Sept mois après son arrivée au pouvoir, en janvier 1983, le dictateur avait créé une police politique, la Direction de la documentation et de la sécurité (DDS). Selon une commission nationale d’enquête, celle-ci est responsable de plus de 40 000 morts.

Il comparaît aujourd’hui pour crimes de guerre, crimes contre l’humanité et torture. Les crimes de guerre sont des violations graves du droit international des conflits, régi par la Convention de Genève. Le crime contre l’humanité caractérise les actes inhumains appliqués à l’échelle d’un groupe de personnes, dans le cadre d’une attaque généralisée ou systématique.

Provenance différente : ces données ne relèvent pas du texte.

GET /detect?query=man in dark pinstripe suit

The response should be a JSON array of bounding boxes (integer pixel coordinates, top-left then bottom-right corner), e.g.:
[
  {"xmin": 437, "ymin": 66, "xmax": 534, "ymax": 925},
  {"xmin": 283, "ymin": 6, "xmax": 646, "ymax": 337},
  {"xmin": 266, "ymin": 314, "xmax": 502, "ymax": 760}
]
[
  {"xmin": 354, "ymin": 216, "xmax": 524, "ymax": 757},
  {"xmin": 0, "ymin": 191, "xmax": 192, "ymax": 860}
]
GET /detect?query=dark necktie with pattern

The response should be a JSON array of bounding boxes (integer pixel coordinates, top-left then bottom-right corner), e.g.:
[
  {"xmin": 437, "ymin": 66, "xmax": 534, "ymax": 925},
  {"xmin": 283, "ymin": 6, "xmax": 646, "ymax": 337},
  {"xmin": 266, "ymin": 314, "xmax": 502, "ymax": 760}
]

  • L’aboutissement d’un long combat juridique

En 1990, Hissène Habré est renversé par Idriss Déby, l’actuel président du Tchad. Il trouve alors refuge à Dakar, au Sénégal. Vingt-cinq ans plus tard, les victimes espèrent enfin le voir condamné pour ses crimes.

En 2000, une première plainte est déposée au Sénégal contre l’ancien président tchadien, en vertu du principe de compétence universelle. Ce dernier prévoit que tout Etat peut poursuivre les auteurs de crimes de masse, quel que soit le lieu où ils ont été commis. Mais après qu’un magistrat local a prononcé l’inculpation, la justice sénégalaise se déclare incompétente pour juger Hissène Habré. C’est le début d’une longue saga judiciaire.

En 2001, des chercheurs de Human Rights Watch mettent la main sur des archives de la DDS, la police politique du régime. Procès-verbaux, interrogatoires, listes de prisonniers, certificats de décès… Ces documents attestent de la répression politique, directement placée sous l’autorité du chef de l’Etat.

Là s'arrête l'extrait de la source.